The new law will assume that a worker is an employee. A worker can only be treated as an independent contractor if the employer can prove the following:

(A) That the person is free from control and direction while performing the job, runs an independent business and has full say over how, where and when they complete the job,

(B) That person has been hired to do something outside of the hiring company’s usual business.

(C) That person works in an independently established trade, occupation or business. 

There are many types of self-employed professionals who will not be included in the new law, such as: insurance brokers/agents, doctors, dentists, lawyers, architects, engineers, private investigators, accountants, investment agents, salespeople, commercial fishermen, real estate agents, psychologists, podiatrists, stock brokers, veterinarians, direct sellers, hairstylists and barbers, aestheticians, marketing professionals, travel agents, graphic designers, grant writers, fine artists, enrolled agents, payment processing agents, repossession agents and human resources administrators. There are exceptions for photographers, photojournalists, freelance writers, editors or newspaper cartoonists who make 35 or fewer submissions a year, as well as for some types of business-to-business activities.

One key issue among newspaper publishers was that of carriers—otherwise known as newspaper delivery people—who are considered independent contractors. After a strong push from California-based newspapers that urged the legislature to exempt newspaper carriers, publishers will now have until January 2021 to make carriers official employees (thanks to a different bill, AB 170, which is also expected to become law). 

“The newspaper industry will try to figure out a model that works for distribution within the means the industry has, and to work with the legislature to try to use the intent expressed in AB 5,” California Newspaper Publishers Association General Counsel Jim Ewert, who negotiated with legislators to secure the one-year reprieve, told USA Today.

Over the years, many businesses across the country started knowingly (or unknowingly) misclassifying employees as “independent contractors” in order to keep costs down—or, some allege, as a way to make more money. The National Employment Law Project estimates businesses save roughly 30 percent by calling workers independent contractors rather than employees. The practice is so lucrative, it even became the business model for companies like Uber, Lyft and Doordash, who pledged $90 million to fight AB 5 by getting it on next year’s ballot. 
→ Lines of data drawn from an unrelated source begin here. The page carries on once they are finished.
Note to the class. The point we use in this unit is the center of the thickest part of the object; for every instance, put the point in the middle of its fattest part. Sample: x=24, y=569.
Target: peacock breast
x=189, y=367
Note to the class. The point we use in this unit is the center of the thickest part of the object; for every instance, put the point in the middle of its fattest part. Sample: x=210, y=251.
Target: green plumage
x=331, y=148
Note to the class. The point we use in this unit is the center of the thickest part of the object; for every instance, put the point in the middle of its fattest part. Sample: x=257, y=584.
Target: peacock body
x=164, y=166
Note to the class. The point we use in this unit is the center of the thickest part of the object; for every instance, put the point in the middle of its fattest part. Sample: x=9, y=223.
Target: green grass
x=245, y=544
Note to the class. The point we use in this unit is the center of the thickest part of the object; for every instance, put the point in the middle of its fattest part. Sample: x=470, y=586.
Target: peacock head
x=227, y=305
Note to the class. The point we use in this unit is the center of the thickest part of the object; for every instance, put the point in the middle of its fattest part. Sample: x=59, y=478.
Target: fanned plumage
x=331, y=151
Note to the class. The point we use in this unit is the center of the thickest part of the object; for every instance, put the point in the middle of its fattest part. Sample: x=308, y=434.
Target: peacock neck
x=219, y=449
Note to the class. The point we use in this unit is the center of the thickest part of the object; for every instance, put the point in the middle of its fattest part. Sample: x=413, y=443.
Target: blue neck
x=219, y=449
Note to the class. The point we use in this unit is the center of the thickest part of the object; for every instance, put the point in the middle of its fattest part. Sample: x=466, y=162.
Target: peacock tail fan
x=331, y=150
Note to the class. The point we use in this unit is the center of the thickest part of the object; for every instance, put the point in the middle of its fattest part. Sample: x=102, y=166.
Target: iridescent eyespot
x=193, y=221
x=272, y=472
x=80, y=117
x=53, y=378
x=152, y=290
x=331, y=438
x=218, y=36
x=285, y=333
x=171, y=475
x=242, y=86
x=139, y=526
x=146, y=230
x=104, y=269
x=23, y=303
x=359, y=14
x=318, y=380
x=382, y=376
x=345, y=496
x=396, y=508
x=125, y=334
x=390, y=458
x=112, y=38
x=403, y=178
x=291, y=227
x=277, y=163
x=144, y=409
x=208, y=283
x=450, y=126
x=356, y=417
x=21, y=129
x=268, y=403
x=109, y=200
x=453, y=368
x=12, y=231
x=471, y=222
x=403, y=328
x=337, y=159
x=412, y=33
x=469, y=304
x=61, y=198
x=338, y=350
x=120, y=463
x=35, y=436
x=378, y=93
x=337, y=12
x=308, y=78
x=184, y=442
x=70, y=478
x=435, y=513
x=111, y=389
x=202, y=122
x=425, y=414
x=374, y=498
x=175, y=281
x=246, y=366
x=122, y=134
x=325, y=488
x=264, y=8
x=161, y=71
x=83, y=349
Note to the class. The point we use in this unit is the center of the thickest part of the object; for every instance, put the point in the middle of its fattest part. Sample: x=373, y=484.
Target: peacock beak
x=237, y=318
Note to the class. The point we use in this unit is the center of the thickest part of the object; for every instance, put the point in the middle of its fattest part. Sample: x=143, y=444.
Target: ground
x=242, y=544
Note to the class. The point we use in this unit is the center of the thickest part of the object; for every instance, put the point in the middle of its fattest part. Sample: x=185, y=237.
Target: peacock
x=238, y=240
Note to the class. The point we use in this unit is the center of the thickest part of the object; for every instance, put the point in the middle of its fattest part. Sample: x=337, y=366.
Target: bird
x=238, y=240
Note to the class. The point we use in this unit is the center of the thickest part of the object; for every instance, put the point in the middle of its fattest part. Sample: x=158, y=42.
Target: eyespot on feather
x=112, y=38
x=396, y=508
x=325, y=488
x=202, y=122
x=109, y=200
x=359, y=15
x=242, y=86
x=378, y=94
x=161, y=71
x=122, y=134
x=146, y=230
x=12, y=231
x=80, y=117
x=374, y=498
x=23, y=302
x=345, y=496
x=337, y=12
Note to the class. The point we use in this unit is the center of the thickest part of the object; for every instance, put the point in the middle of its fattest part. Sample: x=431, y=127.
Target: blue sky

That 30 percent savings comes because employers don’t have to pay independent contractors minimum wage, overtime or workers’ compensation, and they don’t get paid sick days, paid vacation time, health and dental insurance, retirement, pension or unemployment. The independent contractors must pay all their own payroll taxes for social security and Medicare and don’t qualify for protections under the Fair Labor Standards Act, Americans with Disabilities Act or the Civil Rights Act.

The state says loopholes that enabled years of misclassification— and an estimated $7 billion in losses of payroll tax revenue— will be closed with AB 5. 

“A lot of [companies’ actions] don’t pass the laugh test,” Cathy Ruckelshaus, general counsel at the National Employment Law Project said on a CBS News report. “A janitor who gets hired by a contractor to go clean an Applebee’s or a movie theater? They’re not ‘running their own business.’ They’re not really setting their own hours or setting their own pay rate.”

Some estimate that nearly two million Californians currently classified as independent contractors will need to be reclassified as employees under the new law.

The types of independent contractors that are most likely to gain employee status under the new law tend to work not only for ride-sharing and food delivery companies, but for trucking, logistics, port service, newspaper and magazine publishers, cleaning companies, websites, software companies, construction, health services, nail salons and adult entertainment.